The brokers and consultants say the price jumps seem hard to justify. “Frankly, I’m mystified by the size of the increases,” said one broker, Charles J. Newman, who works with small employers in the New York area.
Some say the threat of an overhaul may be at least part of the reason. Joshua Miley, a consultant with HighRoads, which analyzes benefit information for employers, said the “undercurrent of health reform is driving part of the renewal increases.”
HighRoads projects that premiums will rise 14.4 percent for an individual in a health maintenance organization plan at a typical small employer.
There is no question that insurers are under pressure from Wall Street. In recent years, insurers were often not quick enough to raise their premiums well above the rising cost of medical care.
But they have heard from angry investors who disappointed by the companies’ earnings.
“There’s no one out there who hasn’t had to do a mea culpa to Wall Street,” said Sheryl Skolnick, an analyst for Pali Capital who follows the companies. While the industry is particularly vulnerable now in Washington, she said, “it seems like they’re more afraid of Wall Street.”
Michael A. Turpin, a former senior executive for UnitedHealth, the insurer, and now a top official at USI Holdings, an insurance brokerage firm, said insurers were now “under so much pressure to post earnings, they’re going to make hay while the sun is shining.”
Along with many Republican lawmakers, the insurers say the current Congressional proposals do too little to address the underlying reasons for high premiums — the unabated rise in medical costs and effects of a weak economy. Hospitals, for example, have been treating greater numbers of people who have lost their jobs and their insurance, and they are passing along some of those costs by charging higher prices to private insurers.
The industry also points to low government payments to hospitals and doctors, which insurers say result in higher prices for employer-based coverage to make up for the shortfall.
In an analysis released two weeks ago by the industry’s trade association, America’s Health Insurance Plans, insurers said premiums would rise even faster under the legislation under study in Congress — an assessment fiercely disputed by Democratic Congressional leaders and some health care economists but shared by many Republicans.
Of course, the mere mention of profit pressures tend only to galvanize supporters of a Congressional health care overhaul.
Small businesses, besides having less negotiating leverage than big employers, tend to pay more for the same coverage because they cannot spread the cost of expensive medical conditions or hospitalizations over large numbers of workers. Premiums can be especially high if they have sick or older workers.

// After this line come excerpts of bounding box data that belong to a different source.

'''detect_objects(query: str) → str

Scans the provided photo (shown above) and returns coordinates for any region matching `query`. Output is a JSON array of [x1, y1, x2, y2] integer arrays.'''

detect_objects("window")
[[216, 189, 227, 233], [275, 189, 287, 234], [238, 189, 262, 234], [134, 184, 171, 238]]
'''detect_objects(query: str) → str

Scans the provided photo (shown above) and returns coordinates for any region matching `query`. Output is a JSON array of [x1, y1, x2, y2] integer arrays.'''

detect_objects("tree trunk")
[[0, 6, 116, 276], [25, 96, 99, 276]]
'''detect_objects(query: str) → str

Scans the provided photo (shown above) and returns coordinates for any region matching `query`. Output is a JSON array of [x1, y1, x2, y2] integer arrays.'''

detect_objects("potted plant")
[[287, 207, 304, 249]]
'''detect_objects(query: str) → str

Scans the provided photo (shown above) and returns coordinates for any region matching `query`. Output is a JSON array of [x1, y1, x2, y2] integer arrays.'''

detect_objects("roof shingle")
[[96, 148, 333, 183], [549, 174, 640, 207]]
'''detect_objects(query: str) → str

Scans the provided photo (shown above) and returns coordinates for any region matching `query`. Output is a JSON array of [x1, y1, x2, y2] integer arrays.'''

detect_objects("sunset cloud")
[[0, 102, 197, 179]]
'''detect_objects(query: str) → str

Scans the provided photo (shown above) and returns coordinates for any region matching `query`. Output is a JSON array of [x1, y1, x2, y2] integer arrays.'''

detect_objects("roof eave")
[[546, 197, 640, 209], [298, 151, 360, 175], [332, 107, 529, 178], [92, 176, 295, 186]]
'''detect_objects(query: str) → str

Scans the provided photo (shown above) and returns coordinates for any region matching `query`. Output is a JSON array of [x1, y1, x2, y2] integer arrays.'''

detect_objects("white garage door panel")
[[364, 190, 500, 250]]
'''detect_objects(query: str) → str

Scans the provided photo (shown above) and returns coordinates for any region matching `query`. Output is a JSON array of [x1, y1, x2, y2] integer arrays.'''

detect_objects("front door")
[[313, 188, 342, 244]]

Small businesses, which employ about 40 percent of the private labor force, are a big constituency for both parties. And they have long complained they are forced to pay more for the same coverage as large employers.
Owners of small companies say the lack of options is why they have been paying increasingly higher premiums for less and less coverage — this year perhaps more than ever.
In August, when Walter Rowen, who owns Susquehanna Glass in Columbia, Pa., sought to renew his company’s coverage for two dozen employees, he said his insurer demanded a 160 percent rate increase. Mr. Rowen said he was told his work force was “getting too old and very expensive.”
Mr. Rowen said his insurance broker found that any other health plan was likely to charge 30 to 50 percent more than he paid last year. He chose a less generous plan from a different carrier for 44 percent more.
David M. Herszenhorn contributed reporting.